Pourquoi soigner son reverse proxy sur VPS
Sur un VPS, le serveur web frontal est la pièce qui orchestre tout : il termine le TLS, distribue le trafic vers vos conteneurs (app, forge, media-server, LLM), sert les fichiers statiques et applique les en-têtes de sécurité. Bien choisi, il simplifie radicalement la mise en HTTPS de tous vos sous-domaines. Caddy obtient et renouvelle les certificats Let's Encrypt automatiquement, sans configuration, avec un fichier Caddyfile lisible de quelques lignes. Nginx, référence du marché, offre un contrôle extrêmement fin (cache, règles de réécriture, équilibrage de charge, rate limiting) mais exige une gestion manuelle ou via Certbot des certificats. Le choix oppose l'automatisme moderne à la maîtrise totale éprouvée.
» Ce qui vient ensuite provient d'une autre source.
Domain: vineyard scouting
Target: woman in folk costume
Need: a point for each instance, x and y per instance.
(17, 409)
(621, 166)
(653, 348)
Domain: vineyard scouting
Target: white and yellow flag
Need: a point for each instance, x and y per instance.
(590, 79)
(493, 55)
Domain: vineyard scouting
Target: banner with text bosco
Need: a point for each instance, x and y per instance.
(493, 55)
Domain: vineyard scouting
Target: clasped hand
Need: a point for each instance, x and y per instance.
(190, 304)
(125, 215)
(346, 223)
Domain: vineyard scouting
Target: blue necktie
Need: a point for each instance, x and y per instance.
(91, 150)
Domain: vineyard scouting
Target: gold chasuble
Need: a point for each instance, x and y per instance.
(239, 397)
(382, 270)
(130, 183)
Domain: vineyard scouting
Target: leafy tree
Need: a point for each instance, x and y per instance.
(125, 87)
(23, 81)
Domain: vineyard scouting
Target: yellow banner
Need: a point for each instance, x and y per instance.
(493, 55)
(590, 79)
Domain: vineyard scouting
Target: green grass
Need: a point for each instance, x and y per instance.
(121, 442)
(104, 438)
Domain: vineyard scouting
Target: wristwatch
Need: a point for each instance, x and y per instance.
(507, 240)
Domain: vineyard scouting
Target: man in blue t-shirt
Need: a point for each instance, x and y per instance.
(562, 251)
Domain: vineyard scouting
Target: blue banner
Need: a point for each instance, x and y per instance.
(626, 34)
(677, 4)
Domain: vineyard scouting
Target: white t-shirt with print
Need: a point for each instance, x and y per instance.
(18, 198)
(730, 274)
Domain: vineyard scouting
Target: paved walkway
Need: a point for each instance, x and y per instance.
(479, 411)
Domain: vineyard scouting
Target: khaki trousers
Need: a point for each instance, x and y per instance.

Ce qu'un bon frontal apporte à votre VPS
- Terminaison TLS centralisée pour tous vos sous-domaines
- Reverse proxy unique vers plusieurs conteneurs Docker
- Service de fichiers statiques rapide et compression (gzip/brotli)
- En-têtes de sécurité (HSTS, CSP) appliqués au même endroit
- Avec Caddy : certificats Let's Encrypt obtenus et renouvelés tout seuls
- Avec Nginx : cache, rate limiting et load balancing finement réglés
Prérequis : un frontal frugal
Un reverse proxy est très léger : Caddy comme Nginx tournent confortablement sur 1 vCPU et 512 Mo à 1 Go de RAM, même en frontal de plusieurs services. La ressource à surveiller est plutôt la bande passante et le nombre de connexions simultanées. Il vous faut un domaine et ses sous-domaines pointés vers l'IP du VPS (enregistrements A/AAAA), les ports 80 et 443 ouverts sur le pare-feu (le port 80 est requis pour la validation des certificats), et Docker si vous conteneurisez le proxy. Aucun GPU ni gros stockage : ici, c'est la configuration qui fait la différence, pas la puissance brute.
Mettre en place Caddy (ou Nginx) en reverse proxy
Pointer les DNS
Créez les enregistrements A (et AAAA si IPv6) pour chaque sous-domaine (app, git, media) vers l'IP du VPS. La validation Let's Encrypt échouera tant que la résolution DNS n'est pas effective, alors vérifiez-la avant tout.
Ouvrir les ports 80 et 443
Autorisez uniquement 80 et 443 sur le pare-feu. Le port 80 reste indispensable pour le challenge HTTP de Let's Encrypt et pour rediriger automatiquement le trafic vers HTTPS.
Rédiger la configuration
Avec Caddy, un bloc suffit : app.votredomaine.com { reverse_proxy 127.0.0.1:3000 } et le HTTPS est automatique. Avec Nginx, écrivez un server par sous-domaine avec proxy_pass et les en-têtes X-Forwarded-*, puis obtenez le certificat via Certbot.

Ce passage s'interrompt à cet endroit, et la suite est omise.